Philips Healthcare (Suzhou) Co., Ltd., operating under the regulatory framework of the National Medical Products Administration (NMPA), initiated a voluntary Class III recall on July 8, 2016, for specific X-ray Computed Tomography (CT) equipment, including Ingenuity Corc 128 and Ingenuity Flex models. The core issue, a manufacturing defect, involves hydrogen embrittlement in fasteners used within these CT systems. This problem was traced to excessive hydrogen introduced during the electroplating process by one of Philips' suppliers.
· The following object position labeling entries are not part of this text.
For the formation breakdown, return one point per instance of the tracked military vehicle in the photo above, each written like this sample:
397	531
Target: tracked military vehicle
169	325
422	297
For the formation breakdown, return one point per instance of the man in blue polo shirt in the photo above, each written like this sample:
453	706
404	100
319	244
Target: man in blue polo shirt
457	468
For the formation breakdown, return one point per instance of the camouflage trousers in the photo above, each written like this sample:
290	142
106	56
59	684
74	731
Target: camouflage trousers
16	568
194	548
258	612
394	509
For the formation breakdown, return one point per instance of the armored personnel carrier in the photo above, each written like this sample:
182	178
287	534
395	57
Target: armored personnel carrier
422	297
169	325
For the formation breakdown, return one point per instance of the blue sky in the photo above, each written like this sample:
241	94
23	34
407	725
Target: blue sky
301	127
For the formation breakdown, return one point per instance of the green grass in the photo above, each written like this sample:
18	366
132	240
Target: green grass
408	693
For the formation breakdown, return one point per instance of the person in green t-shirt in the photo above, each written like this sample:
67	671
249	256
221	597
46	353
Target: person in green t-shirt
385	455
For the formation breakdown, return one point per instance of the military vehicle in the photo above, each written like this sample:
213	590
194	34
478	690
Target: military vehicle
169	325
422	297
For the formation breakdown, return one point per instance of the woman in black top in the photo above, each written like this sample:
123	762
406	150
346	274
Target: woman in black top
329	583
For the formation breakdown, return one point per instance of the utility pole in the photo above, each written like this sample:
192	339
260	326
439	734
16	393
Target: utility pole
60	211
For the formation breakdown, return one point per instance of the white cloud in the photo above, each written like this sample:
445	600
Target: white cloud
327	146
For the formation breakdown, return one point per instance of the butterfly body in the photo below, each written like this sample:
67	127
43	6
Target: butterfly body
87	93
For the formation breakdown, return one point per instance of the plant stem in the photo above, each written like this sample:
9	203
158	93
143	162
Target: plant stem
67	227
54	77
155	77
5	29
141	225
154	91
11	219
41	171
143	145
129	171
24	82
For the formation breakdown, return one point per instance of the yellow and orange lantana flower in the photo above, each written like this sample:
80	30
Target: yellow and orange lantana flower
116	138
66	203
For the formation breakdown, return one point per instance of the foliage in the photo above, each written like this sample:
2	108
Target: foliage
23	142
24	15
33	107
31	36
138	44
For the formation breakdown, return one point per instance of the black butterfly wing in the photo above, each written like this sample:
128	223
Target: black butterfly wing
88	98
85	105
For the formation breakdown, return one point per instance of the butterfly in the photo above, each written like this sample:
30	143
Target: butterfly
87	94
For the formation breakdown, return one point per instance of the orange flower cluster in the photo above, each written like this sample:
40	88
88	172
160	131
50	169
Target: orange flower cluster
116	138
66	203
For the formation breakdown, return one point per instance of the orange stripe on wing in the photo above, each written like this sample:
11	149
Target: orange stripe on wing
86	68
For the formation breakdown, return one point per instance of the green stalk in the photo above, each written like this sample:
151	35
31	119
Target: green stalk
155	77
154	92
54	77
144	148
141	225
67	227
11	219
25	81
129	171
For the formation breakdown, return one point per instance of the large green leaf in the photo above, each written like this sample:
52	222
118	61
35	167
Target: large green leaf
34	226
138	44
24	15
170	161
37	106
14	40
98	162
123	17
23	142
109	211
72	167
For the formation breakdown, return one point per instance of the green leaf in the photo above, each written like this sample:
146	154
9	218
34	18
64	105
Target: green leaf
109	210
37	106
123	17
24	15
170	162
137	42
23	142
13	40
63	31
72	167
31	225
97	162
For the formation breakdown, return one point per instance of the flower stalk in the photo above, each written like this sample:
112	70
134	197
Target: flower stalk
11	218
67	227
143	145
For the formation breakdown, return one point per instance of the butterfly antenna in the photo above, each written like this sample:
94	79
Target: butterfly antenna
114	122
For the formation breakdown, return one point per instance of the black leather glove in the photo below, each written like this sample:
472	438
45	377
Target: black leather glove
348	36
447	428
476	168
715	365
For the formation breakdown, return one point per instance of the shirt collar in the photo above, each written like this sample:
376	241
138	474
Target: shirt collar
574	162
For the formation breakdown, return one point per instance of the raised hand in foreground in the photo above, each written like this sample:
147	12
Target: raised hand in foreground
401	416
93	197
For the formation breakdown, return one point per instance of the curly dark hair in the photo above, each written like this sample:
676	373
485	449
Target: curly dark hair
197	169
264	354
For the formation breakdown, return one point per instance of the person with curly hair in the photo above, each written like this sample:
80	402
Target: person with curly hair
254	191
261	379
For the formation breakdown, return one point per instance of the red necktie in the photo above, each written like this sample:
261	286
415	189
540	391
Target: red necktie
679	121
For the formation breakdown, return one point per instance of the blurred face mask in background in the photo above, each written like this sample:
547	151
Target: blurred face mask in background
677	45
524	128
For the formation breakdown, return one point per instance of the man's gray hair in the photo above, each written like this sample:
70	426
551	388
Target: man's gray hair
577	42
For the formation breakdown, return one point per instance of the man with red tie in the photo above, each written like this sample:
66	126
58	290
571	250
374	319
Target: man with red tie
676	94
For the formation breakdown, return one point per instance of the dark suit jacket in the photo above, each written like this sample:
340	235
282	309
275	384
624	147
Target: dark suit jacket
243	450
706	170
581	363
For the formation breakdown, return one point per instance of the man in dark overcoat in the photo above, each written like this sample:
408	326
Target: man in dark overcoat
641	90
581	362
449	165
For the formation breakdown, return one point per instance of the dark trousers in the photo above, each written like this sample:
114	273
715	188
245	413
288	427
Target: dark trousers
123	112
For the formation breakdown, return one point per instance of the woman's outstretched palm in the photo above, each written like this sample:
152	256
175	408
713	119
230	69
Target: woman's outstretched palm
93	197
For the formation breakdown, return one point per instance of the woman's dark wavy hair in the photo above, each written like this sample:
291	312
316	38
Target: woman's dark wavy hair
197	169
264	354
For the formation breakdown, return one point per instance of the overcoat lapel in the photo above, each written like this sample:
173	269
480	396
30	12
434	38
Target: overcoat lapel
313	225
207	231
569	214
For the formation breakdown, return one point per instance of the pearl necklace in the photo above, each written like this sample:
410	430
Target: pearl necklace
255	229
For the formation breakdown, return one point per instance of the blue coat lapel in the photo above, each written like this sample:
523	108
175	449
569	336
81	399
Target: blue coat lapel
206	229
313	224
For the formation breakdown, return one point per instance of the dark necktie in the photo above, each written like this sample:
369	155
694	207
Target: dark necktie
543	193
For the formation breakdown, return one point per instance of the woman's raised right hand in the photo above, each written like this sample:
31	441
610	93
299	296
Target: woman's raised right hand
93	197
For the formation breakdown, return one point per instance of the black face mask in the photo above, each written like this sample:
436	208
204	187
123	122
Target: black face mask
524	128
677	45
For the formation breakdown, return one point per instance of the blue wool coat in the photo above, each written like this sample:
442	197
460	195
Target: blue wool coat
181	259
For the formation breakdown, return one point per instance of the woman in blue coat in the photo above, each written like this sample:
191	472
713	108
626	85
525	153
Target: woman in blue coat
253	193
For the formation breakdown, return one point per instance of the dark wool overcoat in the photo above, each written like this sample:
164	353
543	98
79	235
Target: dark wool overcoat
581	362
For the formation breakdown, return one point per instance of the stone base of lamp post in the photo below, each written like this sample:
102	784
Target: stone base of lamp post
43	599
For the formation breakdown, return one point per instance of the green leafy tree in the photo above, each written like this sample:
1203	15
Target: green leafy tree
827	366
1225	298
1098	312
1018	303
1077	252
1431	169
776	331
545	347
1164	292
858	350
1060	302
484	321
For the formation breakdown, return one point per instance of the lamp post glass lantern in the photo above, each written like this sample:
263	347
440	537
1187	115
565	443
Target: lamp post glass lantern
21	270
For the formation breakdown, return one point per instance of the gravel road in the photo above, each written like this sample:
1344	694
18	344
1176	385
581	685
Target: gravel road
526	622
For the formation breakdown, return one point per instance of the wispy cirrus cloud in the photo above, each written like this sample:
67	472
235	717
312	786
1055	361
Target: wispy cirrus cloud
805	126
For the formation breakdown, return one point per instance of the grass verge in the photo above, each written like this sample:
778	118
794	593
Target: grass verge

Hydrogen-embrittled fasteners carry a risk of breaking or failing under stress. Philips' evaluation concluded that despite this, sufficient safety margins prevent single-point failure, and the overall hazard was deemed virtually impossible, with no reported complaints, injuries, or deaths linked to the issue. Out of an abundance of caution, Philips Healthcare (Suzhou) Co., Ltd. committed to corrective actions. These include notifying users of affected products via a detailed letter and performing proactive field corrective action FC072800649 to replace the compromised locking fasteners on all impacted CT equipment globally, including 30 units sold in China. This demonstrates the company's adherence to regulatory standards and commitment to product safety.